Değerli okuyucularım bu hafta yoksulluk ve yoksunluğun toplumsal ve kültürel etkileri üzerinde duracağım. Yoksulluk bir toplumun çözmesi gereken en önemli hususlardan biridir. Yoksun insanların artması toplum içinde sınıf farklılıklarını artırmaktadır. Bu da bazı sorunları beraberinde getirmektedir Teknoloji çağında iletişimin üst düzey olduğu günümüzde yoksul insanlar varlık sahibi kesimlere özenmekte, bu da bazı suçlara teşvik etmektedir. Ayrıca çalışmayan yoksul kesim devlet tarafından desteklenmeli ama en önemlisi bunların iş sahibi yapılmasıdır. Devamlı yardım alan insanlar bir süre sonra çalışmak istememektedir. Aktif işsizlik olarak nitelediğimiz bu durum uzun vadede sıkıntılı durum oluşturmaktadır.

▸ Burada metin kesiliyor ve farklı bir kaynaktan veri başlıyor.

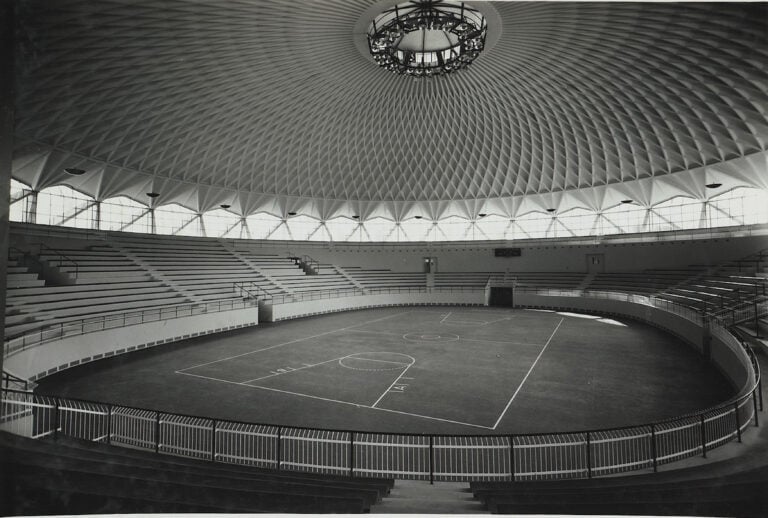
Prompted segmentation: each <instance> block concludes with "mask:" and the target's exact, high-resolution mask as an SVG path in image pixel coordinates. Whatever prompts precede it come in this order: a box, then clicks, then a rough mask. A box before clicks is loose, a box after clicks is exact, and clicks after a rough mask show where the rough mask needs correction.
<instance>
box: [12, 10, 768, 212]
mask: <svg viewBox="0 0 768 518" xmlns="http://www.w3.org/2000/svg"><path fill="white" fill-rule="evenodd" d="M394 3H396V2H394V1H379V2H375V1H366V0H333V1H332V0H314V1H309V0H305V1H295V0H239V1H234V0H233V1H226V2H222V1H220V0H196V1H189V0H162V1H160V0H144V1H141V2H135V1H132V0H101V1H93V0H89V1H79V0H57V1H56V2H51V1H50V0H26V1H24V2H18V3H17V20H18V24H19V30H18V37H17V58H16V73H15V77H16V86H17V98H16V134H15V158H14V170H13V176H14V177H15V178H17V179H18V180H20V181H23V182H25V183H27V184H30V185H32V186H33V187H34V188H36V189H41V188H44V187H47V186H51V185H57V184H62V183H65V184H68V185H70V186H72V187H74V188H76V189H78V190H81V191H83V192H86V193H88V194H91V195H93V196H95V197H97V198H98V199H106V198H109V197H112V196H117V195H127V196H130V197H132V198H134V199H136V200H139V201H142V202H145V203H149V202H150V201H151V203H153V204H155V205H161V204H165V203H171V202H175V203H180V204H182V205H185V206H187V207H189V208H192V209H195V210H199V211H205V210H208V209H211V208H216V207H218V206H219V204H222V203H226V204H229V205H232V209H231V210H233V211H236V212H238V213H240V214H250V213H254V212H258V211H267V212H271V213H273V214H276V215H283V216H284V215H285V214H287V212H288V211H293V212H299V213H304V214H308V215H312V216H316V217H320V218H331V217H335V216H350V215H352V214H357V215H361V216H362V217H363V218H366V217H372V216H376V215H381V216H385V217H389V218H393V219H403V218H406V217H409V216H410V215H414V214H419V215H424V216H428V217H432V218H439V217H444V216H446V215H454V214H456V215H463V216H466V217H474V216H475V215H476V214H477V213H478V212H489V213H493V212H495V213H499V214H508V215H514V214H516V213H520V211H523V210H526V209H528V210H530V209H531V208H537V207H538V208H550V207H555V208H558V209H560V210H566V209H568V208H571V207H576V206H581V207H586V208H591V209H595V210H600V209H601V208H604V207H608V206H611V205H616V204H617V203H618V202H619V200H621V199H624V198H630V199H633V200H634V201H636V202H637V203H641V204H646V205H648V204H653V203H657V202H659V201H663V200H664V199H668V198H671V197H672V196H676V195H680V194H683V195H686V196H691V197H698V198H703V197H706V196H708V195H710V194H712V193H710V192H709V191H708V190H705V188H704V184H705V183H708V182H713V181H718V182H721V183H723V189H725V188H728V187H733V186H736V185H752V186H758V187H763V188H768V167H767V166H766V163H767V162H766V149H767V146H768V120H767V118H766V107H767V105H766V100H767V99H768V92H767V90H768V73H767V70H766V67H768V21H767V20H768V8H766V4H734V3H728V4H692V3H682V4H673V3H618V4H614V3H565V2H541V3H538V2H493V3H488V2H472V5H474V6H477V7H478V8H479V9H481V10H482V11H483V12H484V13H486V16H487V18H488V20H489V33H488V45H487V48H486V50H485V51H484V52H483V53H482V54H481V55H480V56H479V57H478V58H477V59H476V60H475V62H474V63H473V64H472V65H471V66H470V67H469V68H468V69H466V70H463V71H460V72H456V73H452V74H448V75H446V76H443V77H436V78H412V77H405V76H400V75H396V74H393V73H390V72H387V71H386V70H384V69H382V68H380V67H378V66H376V64H375V63H374V62H373V61H372V59H371V58H370V56H368V55H366V52H365V48H366V41H365V34H364V30H365V27H366V25H367V23H368V22H369V21H370V19H372V18H373V16H375V15H376V14H377V13H379V12H381V11H382V10H383V9H385V8H387V7H389V6H391V5H393V4H394ZM361 49H362V51H361ZM66 167H77V168H81V169H85V170H86V171H87V173H86V174H84V175H82V176H79V177H72V176H68V175H66V174H65V173H64V172H63V169H64V168H66ZM149 191H155V192H158V193H160V196H159V197H157V198H155V199H154V200H150V199H149V198H147V197H146V194H145V193H146V192H149Z"/></svg>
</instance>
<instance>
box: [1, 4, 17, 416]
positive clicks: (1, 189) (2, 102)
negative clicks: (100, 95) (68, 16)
mask: <svg viewBox="0 0 768 518" xmlns="http://www.w3.org/2000/svg"><path fill="white" fill-rule="evenodd" d="M14 5H15V2H14V0H0V76H2V77H3V80H2V81H0V305H2V307H5V297H6V289H5V288H6V278H7V274H8V260H7V258H8V241H9V236H8V234H9V232H10V225H9V220H8V214H9V209H10V203H9V202H10V197H11V163H12V158H13V127H14V113H13V104H14V95H15V91H14V83H15V81H14V78H15V75H14V68H15V67H14V56H13V46H14V44H13V35H14V28H15V25H16V24H15V12H14ZM0 343H1V344H3V346H4V345H5V311H3V312H2V313H0ZM2 370H3V354H0V372H2ZM1 413H2V407H0V414H1ZM0 417H2V415H0Z"/></svg>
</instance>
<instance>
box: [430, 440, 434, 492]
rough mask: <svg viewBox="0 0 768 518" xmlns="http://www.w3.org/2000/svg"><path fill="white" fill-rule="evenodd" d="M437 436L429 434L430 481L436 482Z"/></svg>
mask: <svg viewBox="0 0 768 518" xmlns="http://www.w3.org/2000/svg"><path fill="white" fill-rule="evenodd" d="M434 443H435V438H434V436H432V435H430V436H429V483H430V484H434V483H435V466H434V464H435V462H434V459H435V455H434V447H435V444H434Z"/></svg>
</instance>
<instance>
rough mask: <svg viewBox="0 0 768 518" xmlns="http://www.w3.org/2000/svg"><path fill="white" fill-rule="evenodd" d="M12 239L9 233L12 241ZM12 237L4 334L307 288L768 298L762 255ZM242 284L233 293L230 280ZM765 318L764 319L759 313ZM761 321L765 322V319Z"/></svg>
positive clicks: (727, 302)
mask: <svg viewBox="0 0 768 518" xmlns="http://www.w3.org/2000/svg"><path fill="white" fill-rule="evenodd" d="M13 237H14V236H13V235H12V239H13ZM15 237H16V238H17V239H13V247H12V254H11V255H12V257H11V262H9V275H8V284H7V287H8V292H7V293H8V296H7V305H6V337H11V338H12V337H15V336H19V335H21V334H23V333H27V332H30V331H34V330H35V329H37V328H40V327H41V326H46V325H51V324H60V323H66V322H71V321H75V320H78V319H88V318H93V317H105V316H110V315H117V314H120V313H124V312H130V311H139V310H146V309H148V308H164V307H172V306H175V305H179V304H194V303H210V302H217V301H231V300H240V299H242V298H243V297H244V296H256V297H259V298H263V297H272V298H274V300H275V301H276V302H292V301H295V300H301V297H302V296H303V295H304V294H306V293H307V292H314V291H318V290H325V291H328V290H335V291H339V292H340V294H343V293H344V292H357V293H360V292H362V293H366V292H371V291H377V290H378V291H381V290H425V289H428V288H432V287H434V288H436V289H450V288H459V289H466V288H483V287H485V286H486V285H488V283H489V282H498V283H503V284H506V285H509V284H511V285H514V286H516V287H518V288H521V289H540V288H544V289H556V290H558V289H559V290H581V291H582V292H584V293H589V292H602V291H618V292H622V293H637V294H642V295H653V296H655V297H657V298H660V299H666V300H669V301H671V302H676V303H680V304H683V305H687V306H690V307H693V308H695V309H696V310H697V311H702V310H704V311H706V312H708V313H710V314H723V313H725V312H728V311H732V310H733V309H734V308H738V307H739V306H740V305H743V304H745V303H752V302H754V301H755V300H758V301H764V300H765V298H766V282H767V281H768V253H765V252H761V253H758V254H755V255H754V256H750V257H746V258H744V259H741V260H739V261H734V262H729V263H726V264H722V265H718V266H717V267H706V266H696V265H693V266H690V267H687V268H683V269H674V270H672V269H653V270H644V271H639V272H618V273H617V272H612V273H597V274H586V273H583V272H510V271H508V272H492V271H485V272H482V271H481V272H439V273H435V274H434V276H433V277H432V279H431V281H432V282H431V283H430V282H429V276H428V275H426V274H424V273H422V272H400V271H392V270H389V269H384V268H366V267H364V266H362V265H344V266H339V265H334V264H328V263H325V264H319V263H316V262H315V263H313V267H312V268H305V267H303V266H305V265H302V264H300V262H299V260H298V258H296V257H293V256H291V254H290V253H288V252H286V253H285V254H279V253H274V251H273V250H271V252H272V253H265V252H264V250H262V249H253V248H249V246H248V245H247V244H237V245H234V244H231V242H227V241H220V240H213V239H204V238H185V237H160V236H152V235H135V234H121V235H117V236H113V237H112V238H110V240H109V241H89V240H86V239H77V238H72V237H67V238H66V239H64V238H61V237H56V236H34V237H33V238H31V239H26V238H20V239H19V236H15ZM238 284H239V285H244V286H246V290H245V291H243V290H239V289H238V288H237V287H236V285H238ZM763 320H764V319H763ZM761 325H765V322H763V323H762V324H761Z"/></svg>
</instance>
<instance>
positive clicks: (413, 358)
mask: <svg viewBox="0 0 768 518" xmlns="http://www.w3.org/2000/svg"><path fill="white" fill-rule="evenodd" d="M403 356H408V355H407V354H404V355H403ZM408 357H409V358H410V359H411V360H413V361H412V362H411V364H410V365H409V366H408V367H406V368H405V370H404V371H403V372H401V373H400V376H398V377H397V379H395V381H393V382H392V384H391V385H390V386H389V387H387V390H385V391H384V392H382V393H381V396H379V399H377V400H376V402H375V403H374V404H372V405H371V408H376V405H378V404H379V401H381V400H382V399H384V396H386V395H387V394H388V393H389V391H390V390H392V387H394V386H395V384H397V382H398V381H400V378H402V377H403V376H404V375H405V373H406V372H408V369H410V368H411V366H413V364H414V363H416V359H415V358H414V357H413V356H408Z"/></svg>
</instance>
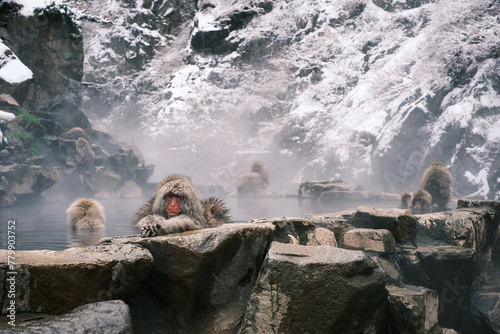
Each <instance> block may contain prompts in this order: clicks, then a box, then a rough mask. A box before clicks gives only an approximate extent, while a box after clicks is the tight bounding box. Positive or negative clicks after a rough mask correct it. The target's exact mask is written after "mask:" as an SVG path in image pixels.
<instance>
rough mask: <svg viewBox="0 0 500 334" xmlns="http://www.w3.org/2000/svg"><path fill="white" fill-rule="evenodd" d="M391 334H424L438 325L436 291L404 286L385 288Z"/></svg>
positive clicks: (414, 286)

Yoksul ve yoksun kesim bazı art niyetli kişilerce kolaylıkla kullanılmaktadır. Bu nedenle yoksullukla mücadele toplumsal ahlakın gelişmesinde ve suç oranlarının azaltılmasında son derece önemlidir. Devletin aslı vazifelerinden biri sosyal adaleti tesis etmesidir. Sosyal adaleti bozan en önemli konu da işsizlik oranlarının artmasıdır. Yoksulluk ve yoksunluk sadaka kültürünü yaygınlaştırmaktadır. Seçimlerde oylarını parayla ya da menfaat karşılığı satan insanların artması demokrasi kültürümüze de zarar vermektedir.
Sonuç olarak; salgın sürecinde iyice artan yoksulluk ve beraberinde getirdiği yoksunluk ile mücadelede devletin hızlı çözümler getirmesi elzem bir ihtiyaçtır.